What does one do? Here is a list of possible interventions, all in the nature of suggestions.
■ In addition to direct transfers included in PM Garib Kalyan Yojana, consider direct income support for workers for three months. In urban India, there are an estimated 60 million contractual and permanent workers, though most work for MSMEs/SMEs and not for the corporate sector. Since most MSMEs/SMEs are not legally registered, some form of identification has to be based on GSTN (GST Network) numbers. Without identification of enterprises and workers, direct income transfers cannot work.
There are an estimated 135 million informal sector workers. There are instances (more for rural) where mapping between Socio-Economic and Caste Census 2011 (SECC) and PMJDY/Aadhaar has been done. In such cases, direct income support for targeted beneficiaries identified through SECC is an option to consider, for a limited duration of 3 or 6 months.
■ Adjusting the scope of MGNREGA (Mahatma Gandhi National Rural Employment Guarantee Act) to offer employment to returning migrants. Giving one month’s advance wages through authenticated MGNREGA accounts is also possible.
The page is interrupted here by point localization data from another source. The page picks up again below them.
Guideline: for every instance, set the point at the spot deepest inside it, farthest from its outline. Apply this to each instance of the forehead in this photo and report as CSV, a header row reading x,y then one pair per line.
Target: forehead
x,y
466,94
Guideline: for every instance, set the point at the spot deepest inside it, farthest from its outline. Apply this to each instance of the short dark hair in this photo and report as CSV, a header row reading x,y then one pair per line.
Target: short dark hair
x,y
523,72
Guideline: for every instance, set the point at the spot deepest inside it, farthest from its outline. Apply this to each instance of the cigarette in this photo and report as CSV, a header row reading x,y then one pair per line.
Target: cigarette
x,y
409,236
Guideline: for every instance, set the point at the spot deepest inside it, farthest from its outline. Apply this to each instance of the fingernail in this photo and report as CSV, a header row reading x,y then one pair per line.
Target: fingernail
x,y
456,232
■ There should be specific interventions for migrant workers, including tracking them, ensuring access to basic food, transport and healthcare and enabling them to access PM Garib Kalyan Yojana, even if not formally registered (if they are without Jan Dhan accounts, but have an Aadhaar card or Ayushman Bharat card or ration card). There should be identification, registration and formal linking of migrant workers, daily wage workers, construction workers, through e-platforms that link benefits.
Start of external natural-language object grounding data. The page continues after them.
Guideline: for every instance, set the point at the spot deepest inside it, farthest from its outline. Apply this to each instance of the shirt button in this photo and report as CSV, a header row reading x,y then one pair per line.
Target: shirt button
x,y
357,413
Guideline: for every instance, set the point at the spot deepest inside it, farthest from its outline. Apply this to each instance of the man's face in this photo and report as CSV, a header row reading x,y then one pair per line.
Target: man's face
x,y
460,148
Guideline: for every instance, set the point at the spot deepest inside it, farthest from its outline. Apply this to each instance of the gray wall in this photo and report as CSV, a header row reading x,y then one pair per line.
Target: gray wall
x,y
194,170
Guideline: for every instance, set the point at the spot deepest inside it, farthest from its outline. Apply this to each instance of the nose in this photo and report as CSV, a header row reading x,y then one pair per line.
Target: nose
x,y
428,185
■ Accelerating infrastructure building in healthcare and Make in India sectors (including National Infrastructure Pipeline), through state agencies and the National Investment and Infrastructure Fund.
■ Liquidity line from the Reserve Bank of India to banks/non-banks to help MSMEs, with credit backstop by government (can also be structured as support to large corporates who provide credit support to the supply chain). Credit guarantee fund to absorb likely non-performing loan slippage and credit costs in small business and MSME loans, despite liquidity infusion.
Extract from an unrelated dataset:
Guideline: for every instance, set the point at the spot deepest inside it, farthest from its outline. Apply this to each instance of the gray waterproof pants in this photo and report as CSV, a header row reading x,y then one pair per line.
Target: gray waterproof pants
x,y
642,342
■ For large corporates, debt restructuring by banks, easing procedural requirements to raise private or foreign equity capital, and a transparent troubled asset relief programme-type programme of government capital infusion for select distressed companies in key sectors (travel, logistics, auto, textiles, construction, power). This needs to be independent of government, with a new institution and an independent board.
■ Capital strengthening for banks/NBFCs (rolling back regulatory capital constraints, easing capital raising procedures, TARP-type recap for stressed entities). Also, other liquidity measures such as payout of unpaid government dues, and steps to boost liquidity for banks, NBFCs and reforms in the bond market.
■ Restore and rebuild a stronger primary healthcare system, with a strong community care component, providing a protective and secure environment for healthcare professionals. Expansion of health infrastructure as an employment multiplier for doctors, nurses and para-medical staff, ASHA workers and ICDS Anganwadi workers, technicians and related services, along with skill development support.
■ A short-term contingency plan involving reorientation of existing industries/PSUs/ railways/defence units for production. This should be spliced with a medium-term plan for diversification and self-reliance. This is also an opportunity for India to occupy disrupted global supply chains.
Bibek Debroy and Ratan Watal are chairman and member secretary, Economic Advisory Council to the Prime Minister (EAC-PM). Views expressed are personal.